Thank you so much for you kind words and support, where you are quite right that this highlights my initial questions. Especially with my pictures showing that the bottom is cut off due to my figures being stood on a piece of card that I edited out of the shot.

Indeed, the background is displayed on a TV so I'm looking for a simple digital solution like printing an extended floor area so gives a more natural three dimensional effect.

I also like the idea kindly outlined by londonroadhog, where if I understand the steps correctly there are two pictures. The main backdrop, and a picture taken of the characters. Using Photoshop, the characters are then isolated from the rest of the image and can then be rescaled and superimposed on the backdrop.

Please can you confirm if my understanding is correct?
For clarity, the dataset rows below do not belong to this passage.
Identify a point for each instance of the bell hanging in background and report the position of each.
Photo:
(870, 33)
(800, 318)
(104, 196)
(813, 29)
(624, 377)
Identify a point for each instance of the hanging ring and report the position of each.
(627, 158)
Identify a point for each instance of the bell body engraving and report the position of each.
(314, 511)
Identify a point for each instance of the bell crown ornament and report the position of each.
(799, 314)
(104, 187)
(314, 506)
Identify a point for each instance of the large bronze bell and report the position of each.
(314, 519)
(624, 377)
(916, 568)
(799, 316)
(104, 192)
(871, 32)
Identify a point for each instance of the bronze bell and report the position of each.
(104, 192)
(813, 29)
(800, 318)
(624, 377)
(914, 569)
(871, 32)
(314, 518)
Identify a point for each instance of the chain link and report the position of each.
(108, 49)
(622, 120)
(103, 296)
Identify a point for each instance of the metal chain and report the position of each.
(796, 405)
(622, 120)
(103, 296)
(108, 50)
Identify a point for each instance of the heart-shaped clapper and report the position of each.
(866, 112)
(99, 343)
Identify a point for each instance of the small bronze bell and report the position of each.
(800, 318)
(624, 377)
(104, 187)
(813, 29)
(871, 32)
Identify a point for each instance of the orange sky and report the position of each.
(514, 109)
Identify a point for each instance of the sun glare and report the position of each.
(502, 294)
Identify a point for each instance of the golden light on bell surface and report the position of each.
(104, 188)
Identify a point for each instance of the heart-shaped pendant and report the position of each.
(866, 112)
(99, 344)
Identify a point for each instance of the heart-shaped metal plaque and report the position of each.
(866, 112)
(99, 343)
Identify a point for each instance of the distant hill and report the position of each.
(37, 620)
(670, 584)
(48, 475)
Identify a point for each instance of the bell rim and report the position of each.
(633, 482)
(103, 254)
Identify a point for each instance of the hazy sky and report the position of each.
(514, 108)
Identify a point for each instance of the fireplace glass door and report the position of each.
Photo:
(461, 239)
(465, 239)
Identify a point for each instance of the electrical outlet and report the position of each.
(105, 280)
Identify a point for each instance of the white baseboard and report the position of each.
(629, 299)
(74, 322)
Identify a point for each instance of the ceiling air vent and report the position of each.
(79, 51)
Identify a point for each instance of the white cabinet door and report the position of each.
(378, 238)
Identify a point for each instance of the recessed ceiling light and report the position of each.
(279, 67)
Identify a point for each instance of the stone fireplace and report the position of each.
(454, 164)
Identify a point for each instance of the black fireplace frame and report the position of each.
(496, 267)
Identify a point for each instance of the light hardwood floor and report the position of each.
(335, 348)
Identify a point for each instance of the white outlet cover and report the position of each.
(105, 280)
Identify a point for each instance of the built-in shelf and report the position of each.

Thank you all once again, Paul Very Happy

GubernatorFan


Founding Father
Ghost_Rider_1970 wrote:Thank you so much for you kind words and support, where you are quite right that this highlights my initial questions. Especially with my pictures showing that the bottom is cut off due to my figures being stood on a piece of card that I edited out of the shot.

Indeed, the background is displayed on a TV so I'm looking for a simple digital solution like printing an extended floor area so gives a more natural three dimensional effect.

You are welcome (and I think I can say that for all). I figured a backdrop this massive must be displayed on a TV. That makes pixellation even more of a possible concern, although in general focusing on the figure(s) and having a slightly blurrier background is not going to a bit problem. So you have two basic options, fairly advanced digital editing apart.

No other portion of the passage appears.